Under May 13 we read: "we found (in the space) Bottonist Harbour." Eight lines lower, though in distinctly altered form, we read: "saw at Botany Harbour."

How different all this from the unaltered, unspaced account by the Captain's copy, given by himself to Sir Hugh Palliser, in which it only says: "The great Quantity of these sort of fish found here occasion'd my giving it the name of Stingray Harbour"!

So it is hardly correct to say, "It is, however, called Botany Bay from the first in the Journals," any more than "No autograph Journal is, so far as is known, in existence."

The fact of this "Corner's Log" becoming another ground for the publication of one, or many more, "Cook's Endeavour," can arise only from the supposition of its likeness to the so-called "Queen's Log" and "Admiralty Log." But these, admitted to be copies, cannot compare with the one personally sent by Cook, with his signature, to Palliser, or that sent to the British Museum as Cook's by his companion on the voyage, Sir Joseph Banks; or, far more, that in Cook's own hand and signature, as seen in his own official letters.

Yet this Harbour was placed on a French map, dating from the reign of our Henry VIII, as Baie des Herbages.

Geographers have not been the most reticent upon the singularity and apparent after-thought of the name Botany Bay.

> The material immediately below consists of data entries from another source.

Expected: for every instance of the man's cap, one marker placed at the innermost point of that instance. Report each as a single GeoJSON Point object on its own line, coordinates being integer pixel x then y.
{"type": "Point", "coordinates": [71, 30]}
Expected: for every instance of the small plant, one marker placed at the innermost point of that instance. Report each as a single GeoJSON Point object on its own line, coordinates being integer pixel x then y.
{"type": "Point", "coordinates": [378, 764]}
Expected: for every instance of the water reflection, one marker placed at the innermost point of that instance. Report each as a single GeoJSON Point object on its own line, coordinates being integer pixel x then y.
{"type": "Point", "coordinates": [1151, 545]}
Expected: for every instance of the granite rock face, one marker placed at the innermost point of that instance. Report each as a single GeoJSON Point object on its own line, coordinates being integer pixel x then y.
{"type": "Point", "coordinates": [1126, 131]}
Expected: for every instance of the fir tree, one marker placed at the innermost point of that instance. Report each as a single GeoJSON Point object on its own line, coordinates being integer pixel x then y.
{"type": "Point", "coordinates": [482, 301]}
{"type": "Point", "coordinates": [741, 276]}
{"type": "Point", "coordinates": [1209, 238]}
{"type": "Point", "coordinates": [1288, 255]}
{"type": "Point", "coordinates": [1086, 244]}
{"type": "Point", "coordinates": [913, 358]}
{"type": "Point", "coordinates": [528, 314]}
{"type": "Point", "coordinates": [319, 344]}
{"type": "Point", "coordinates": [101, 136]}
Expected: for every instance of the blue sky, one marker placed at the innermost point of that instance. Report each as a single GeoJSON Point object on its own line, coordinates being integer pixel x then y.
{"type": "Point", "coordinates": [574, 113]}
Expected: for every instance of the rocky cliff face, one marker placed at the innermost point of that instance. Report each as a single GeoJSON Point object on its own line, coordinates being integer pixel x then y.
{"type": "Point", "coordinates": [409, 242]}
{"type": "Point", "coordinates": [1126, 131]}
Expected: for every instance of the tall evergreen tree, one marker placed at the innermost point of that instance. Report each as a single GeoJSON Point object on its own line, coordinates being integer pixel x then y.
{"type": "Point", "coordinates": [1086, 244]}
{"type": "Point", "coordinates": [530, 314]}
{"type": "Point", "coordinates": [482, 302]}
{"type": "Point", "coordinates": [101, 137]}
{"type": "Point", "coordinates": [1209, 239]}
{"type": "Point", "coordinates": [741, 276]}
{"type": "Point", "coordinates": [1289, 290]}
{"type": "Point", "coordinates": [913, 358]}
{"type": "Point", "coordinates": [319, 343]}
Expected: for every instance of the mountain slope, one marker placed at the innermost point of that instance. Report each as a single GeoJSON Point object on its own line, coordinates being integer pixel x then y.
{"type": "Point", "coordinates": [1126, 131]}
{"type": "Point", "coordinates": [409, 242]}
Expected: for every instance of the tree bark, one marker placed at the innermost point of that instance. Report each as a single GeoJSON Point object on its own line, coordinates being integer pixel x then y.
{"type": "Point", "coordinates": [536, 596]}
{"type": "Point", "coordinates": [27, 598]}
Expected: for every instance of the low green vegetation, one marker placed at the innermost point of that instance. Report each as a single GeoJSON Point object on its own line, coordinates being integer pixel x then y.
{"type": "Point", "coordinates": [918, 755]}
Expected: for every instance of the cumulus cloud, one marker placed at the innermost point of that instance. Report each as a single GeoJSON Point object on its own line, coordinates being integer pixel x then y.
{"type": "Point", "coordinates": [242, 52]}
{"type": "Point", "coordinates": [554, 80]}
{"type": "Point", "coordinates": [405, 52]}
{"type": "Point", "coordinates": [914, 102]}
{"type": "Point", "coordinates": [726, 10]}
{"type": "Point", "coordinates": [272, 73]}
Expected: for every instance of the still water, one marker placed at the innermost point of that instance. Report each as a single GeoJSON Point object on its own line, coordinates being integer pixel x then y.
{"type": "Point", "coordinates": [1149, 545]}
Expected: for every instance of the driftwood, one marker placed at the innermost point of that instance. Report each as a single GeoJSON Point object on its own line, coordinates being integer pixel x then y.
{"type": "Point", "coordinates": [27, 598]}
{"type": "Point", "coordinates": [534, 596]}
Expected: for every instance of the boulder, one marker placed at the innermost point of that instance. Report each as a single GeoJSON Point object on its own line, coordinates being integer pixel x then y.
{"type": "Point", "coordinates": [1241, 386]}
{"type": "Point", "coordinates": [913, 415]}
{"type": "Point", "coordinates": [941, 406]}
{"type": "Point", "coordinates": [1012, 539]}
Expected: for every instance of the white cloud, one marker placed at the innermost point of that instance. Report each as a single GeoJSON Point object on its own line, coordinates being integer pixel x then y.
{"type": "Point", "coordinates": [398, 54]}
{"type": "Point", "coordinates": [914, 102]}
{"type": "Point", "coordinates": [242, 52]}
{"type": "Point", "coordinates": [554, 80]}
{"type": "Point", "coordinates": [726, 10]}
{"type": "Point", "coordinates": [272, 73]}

It was hardly to be expected that Cook, though a skilled draftsman and interested in charts, would trouble himself about old Mappemondes, dealing with localities that were scarcely likely to come in his way, or, at any rate, until his appointment to observe the Transit of Venus in the Northern Pacific; yet he was not ignorant of what French navigators had done. In the British Museum one may see his translation of a French Voyage from Havre up the St. Lawrence. This copy is dated 1755. He may, therefore, be credited with the knowledge of French Mappemondes before the Fronde Civil Wars; in which charts, parts, at least, of Australia were delineated, and of dates anterior to Dutch movements.

The Gazette Nationale of February 11, 1807, discusses the question as to the possibility of Cook making acquaintance of a celebrated map in London, before the Endeavour sailed in August, 1768.

That wonderful and precious Dauphin Mappemonde, which I have seen at the Museum, dating from 1542, might not have been known to non-scientific Englishmen, but found a home at last in our Museum. Was Dr. Solander, Cook's botanical fellow-voyager, curator at the Museum when it arrived there? Were he or his friend Banks aware of its existence, or only learnt of it after their return? On that Map the whole eastern coast of New Holland, afterwards known as New South Wales, is laid down distinctly.

In that case, there was no marvel in Cook's striking from New Zealand, in a direct line to the southern extremity of that coast, at Cape Howe, and following the shore northward, instead of seeking a connection with the Dutch Nuyt's discovery to the south-west. He would be going over the old waters traversed by the ships from Spain and Portugal.